Recensione: La Morsure Du Christ
Uno dei capisaldi, e uno dei più grandi pregi del metal, è il saper associare arte e musica in maniera sopraffina. Fin dagli anni ’80 gli album iconici sono sempre stati accompagnati da cover altrettanto importanti, e siamo certi che La Morsure Du Christ non farà eccezione. La cover, appunto, ad opera di Leoncio Harmr, è stratosferica e una delle migliori viste negli ultimi anni, nel bene e nel male. E’ un artwork attuale, che scuote, imprime e compie il dovere che ogni opera d’arte dovrebbe fare. Con queste premesse, il pubblicare un disco pessimo suonerebbe come lo spendere l’equivalente del pil del Burkina Faso per un’automobile per poi andare ugualmente in bianco. Succede a molti, ma non ai Seth.
La Morsure Du Christ è il seguito del debutto datato 1998, Les Blessures De L’Ame, e rappresenta un chiaro ritorno alle origini sia in termini di musicali che di produzione. Quest’opera pare proprio registrata vent’anni fa e pubblicata ora, con tutti i pregi e i difetti del caso. I Seth propongono quindi un black metal sinfonico molto melodico ed evocativo, sulla scia dei vecchi Dimmu Borgir e compagnia glaciale andante. Qui si celebra, assieme al rogo di Notre Dame, la fine del regno cristiano e il tradimento finale di Dio.
Sono sette i brani che compongono l’album e si assestano tutti su una durata medio-alta; quello che importa però, come in tutte le cose, è il contenuto, e qui è grasso che cola.
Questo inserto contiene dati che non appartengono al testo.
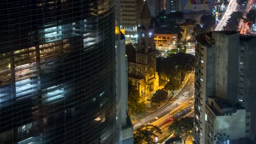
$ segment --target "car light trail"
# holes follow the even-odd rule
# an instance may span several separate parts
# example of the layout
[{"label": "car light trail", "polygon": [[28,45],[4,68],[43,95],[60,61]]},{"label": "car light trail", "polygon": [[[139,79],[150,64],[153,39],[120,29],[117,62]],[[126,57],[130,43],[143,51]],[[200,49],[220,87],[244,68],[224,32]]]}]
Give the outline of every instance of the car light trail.
[{"label": "car light trail", "polygon": [[[254,0],[248,0],[247,2],[247,5],[246,5],[246,9],[245,11],[248,13],[249,10],[252,8],[252,5],[253,5]],[[245,16],[245,14],[243,15],[243,17]],[[249,26],[247,23],[245,23],[242,19],[241,20],[240,22],[239,23],[238,26],[238,29],[240,32],[240,34],[253,34],[253,33],[250,29],[250,28],[248,28]]]},{"label": "car light trail", "polygon": [[223,27],[226,26],[228,20],[230,17],[230,15],[233,13],[234,11],[236,11],[237,9],[238,4],[236,3],[236,0],[230,0],[228,8],[226,9],[226,12],[222,17],[220,21],[218,24],[217,27],[215,28],[215,31],[222,31]]}]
La Morsure Du Christ suona sì d’altri tempi e per qualcuno potrebbe sembrare vecchio e anacronistico, però la qualità dei brani proposti è talmente alta che finirà per conquistare anche il più ortodosso degli scettici. Il disco è un vero e proprio macigno con un perfetto equilibrio tra un impatto molto melodico dato da tastiere e chitarre e la ferocia devastante di una sezione ritmica che rallenta pochissimo e sembra posseduta dal Demonio in persona. Ottima prova al microfono di Saint Vincent col suo scream dalla timbrica sporca e feroce, in grado anche di produrre ritornelli esaltanti e facilmente assimilabili. La produzione è volutamente votata agli anni ’90 e la scelta risulta azzeccata; coi suoni moderni si sarebbe ottenuto un risultato parecchio diverso e, con ogni probabilità, meno adatto a quello che l’opera rispecchia.
Ce n’è per tutti i gusti nei brani di La Morsure Du Christ e i Seth non si sono risparmiati, risultando maestri sia nelle partiture aggressive che in quelle più melodiche. I finali di Ex-Cathédrale e Hymne au Vampire (Acte III), ad esempio, mettono in luce anche un grande gusto per la melodia e i momenti atmosferici di grande classe, che si rivelano durante l’ascolto come la ciliegina su una torta già di per sé ricchissima.
Grande cura è stata riposta anche nei testi, che sono in francese alessandrino o martelliano. Parliamo quindi di componimenti in versi formati da doppi esasillabi, che nella nostra lingua sarebbero i settenari, con due parti giustapposte, dette emistichi.
La Morsure Du Christ è un prodotto a trecentosessanta gradi, completo e in grado di dare soddisfazioni a tutti. E’ bello da vedere, bello da sentire, bello da leggere ed è supportato da vinili pitturati come i vetri di una cattedrale gotica e cofanetti in legno con fiammiferi e ceneri, così, alla vecchia maniera. La storia della Season Of Mist iniziò proprio insieme ai Seth, che furono una delle prime band scritturate, e continua con un’opera di cui si parlerà a lungo e a cui risulta molto difficoltoso trovare un difetto. Prendete e godetene tutti.